Черный проем дохнул на него затхлостью, дыхание его было холодным и кислым. Узкие сени — до стены не больше полутора метров. С потолка свисали многочисленные пучки пересохших травок, метелки почернели, скукожились. Гирлянды сушеных и уже окаменевших грибов провисали ниже и тянулись вправо, в темноту. Дикой пригнул голову. Стоило коснуться всего этого великолепия, и оно осыплется колючей трухой ему на плечи. Сапог задел суковатую палку, Дикой машинально подхватил ее, словно звук падения тоже мог вызвать обвал пересохшего сора с потолка. Движение вышло неловким, палка ударилась о ладонь чувствительно, так, что Дикой даже ощутил небольшой толчок в плечо. Заныл локтевой нерв. Сердце билось неровно, Беня затаил дыхание, суставы пальцев побелели, казалось, вот-вот послышится треск крошащейся древесины.

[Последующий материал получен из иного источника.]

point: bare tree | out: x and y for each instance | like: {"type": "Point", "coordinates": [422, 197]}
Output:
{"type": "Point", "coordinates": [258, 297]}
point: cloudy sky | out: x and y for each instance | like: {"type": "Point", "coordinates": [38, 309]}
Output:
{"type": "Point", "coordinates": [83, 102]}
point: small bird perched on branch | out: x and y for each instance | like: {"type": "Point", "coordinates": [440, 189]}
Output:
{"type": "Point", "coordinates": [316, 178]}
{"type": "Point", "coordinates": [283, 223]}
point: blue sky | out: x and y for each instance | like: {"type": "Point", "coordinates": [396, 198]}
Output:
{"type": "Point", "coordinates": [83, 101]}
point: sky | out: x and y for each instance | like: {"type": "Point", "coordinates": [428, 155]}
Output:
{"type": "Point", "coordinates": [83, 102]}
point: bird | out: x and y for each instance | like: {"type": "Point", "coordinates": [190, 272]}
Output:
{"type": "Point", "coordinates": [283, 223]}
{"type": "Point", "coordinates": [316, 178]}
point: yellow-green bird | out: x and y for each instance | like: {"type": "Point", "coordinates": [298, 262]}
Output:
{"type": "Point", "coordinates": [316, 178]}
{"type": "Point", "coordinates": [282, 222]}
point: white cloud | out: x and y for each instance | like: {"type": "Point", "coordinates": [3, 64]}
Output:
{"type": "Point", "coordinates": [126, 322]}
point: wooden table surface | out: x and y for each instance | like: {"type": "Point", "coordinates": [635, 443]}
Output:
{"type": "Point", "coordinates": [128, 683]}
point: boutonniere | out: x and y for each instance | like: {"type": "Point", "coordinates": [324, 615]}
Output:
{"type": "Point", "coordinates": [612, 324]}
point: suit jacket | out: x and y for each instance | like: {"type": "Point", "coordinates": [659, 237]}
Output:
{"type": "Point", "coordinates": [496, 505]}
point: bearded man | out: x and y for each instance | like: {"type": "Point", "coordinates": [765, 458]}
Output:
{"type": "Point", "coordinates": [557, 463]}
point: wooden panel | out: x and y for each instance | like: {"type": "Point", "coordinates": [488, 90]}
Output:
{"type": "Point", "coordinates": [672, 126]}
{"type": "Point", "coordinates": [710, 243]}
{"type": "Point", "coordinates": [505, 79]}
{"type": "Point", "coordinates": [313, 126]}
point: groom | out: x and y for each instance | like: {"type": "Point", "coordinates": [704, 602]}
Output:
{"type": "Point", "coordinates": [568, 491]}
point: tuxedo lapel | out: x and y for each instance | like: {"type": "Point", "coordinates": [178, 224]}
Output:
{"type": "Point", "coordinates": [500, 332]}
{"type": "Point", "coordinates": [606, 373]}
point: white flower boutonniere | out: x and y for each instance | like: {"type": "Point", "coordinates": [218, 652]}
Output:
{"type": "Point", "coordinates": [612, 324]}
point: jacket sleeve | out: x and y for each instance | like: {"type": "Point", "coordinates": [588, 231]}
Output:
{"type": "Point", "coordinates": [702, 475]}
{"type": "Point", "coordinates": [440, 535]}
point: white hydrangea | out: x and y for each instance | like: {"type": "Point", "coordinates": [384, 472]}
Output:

— Эй, — сказал Дикой в темноту, неизвестно зачем.
Он вытянул шею, так и не переступив порог, высматривая дверь в избу. Глаза с трудом привыкали к темноте. Несколько громоздких кадок с заплесневелыми боками. Крышки придавлены валунами. От кадок исходил тот самый холодный, кисловатый смрад.
Дикого вдруг бросило в жар, потом крупный пот выступил на лбу. Показалось, что если сейчас он немного подумает, то непременно вспомнит, что находится в этих кадках, что за гербарий развешен под потолком и зачем все это нужно… Низкий лоб собрался морщинами, капля пота сорвалась и упала на грудь. Наваждение прошло. Дикой перевел дух, потрогал лоб. Простудился? Но его не знобит… Он с удивлением заметил, что еще сжимает суковатую палку в руках. Дикой чуть помедлил, потом пожал плечами и вышвырнул деревяшку на двор.
Уверенно, по-хозяйски — глаза освоились с полумраком, — Дикой нашел дверь в дом и открыл ее, не поморщившись на натужный скрип проржавевших петель.
Грязный, серый свет сочился из окон, роняя бледные квадраты на пыльный, голый пол. Закопченная печь громоздилась левее и впереди. В простенок втиснуты ряды полок, едва прикрытых грязно-лилового цвета занавеской в цветочек, на полках пыльные склянки, разнокалиберные банки, мутно отливающие стеклом, закрытые пленкой, тряпками, подвязанные веревочками, перетянутые резинками. Полотняные мешочки, распираемые неведомым содержимым, вперемешку с теми же пучками окостеневшей травы.
Дикой повернул голову. Справа, на стене громоздились наростами вороха одежды. Под лавкой не менее полуметра шириной — ряд непонятной обувки и только валенок закопченной трубой бодро торчал к потолку, поблескивая мутным глянцем галоши. В простенке меж окон, распятая деревянными колышками в подобии порядка, висела женская одежда. Юбку Дикой угадал точно, а выше — не то жакет, не то еще что-то старомодное, чье название только вертится на языке, забытое за ненужностью, вызывающее в памяти картинки из каких-нибудь фильмов о дореволюционных временах, вроде «Тени исчезают в полдень», «Угрюм река»…
Под тряпками, у стены стоял сундук, такой огромный, что, пожалуй, и самого Дикого можно было туда запихнуть. Медные оковки позеленели, длинный язык запорной петли завернулся на конце, кокетливой трубочкой. Стол — под стать сундуку, завален каким-то хламом, тряпицами. Ступка с торчащим пестиком у самого края, кажется, качни столешницу, и она полетит на пол с тяжким бронзовым грохотом, рассыпая содержимое едким облачком толченой трухи.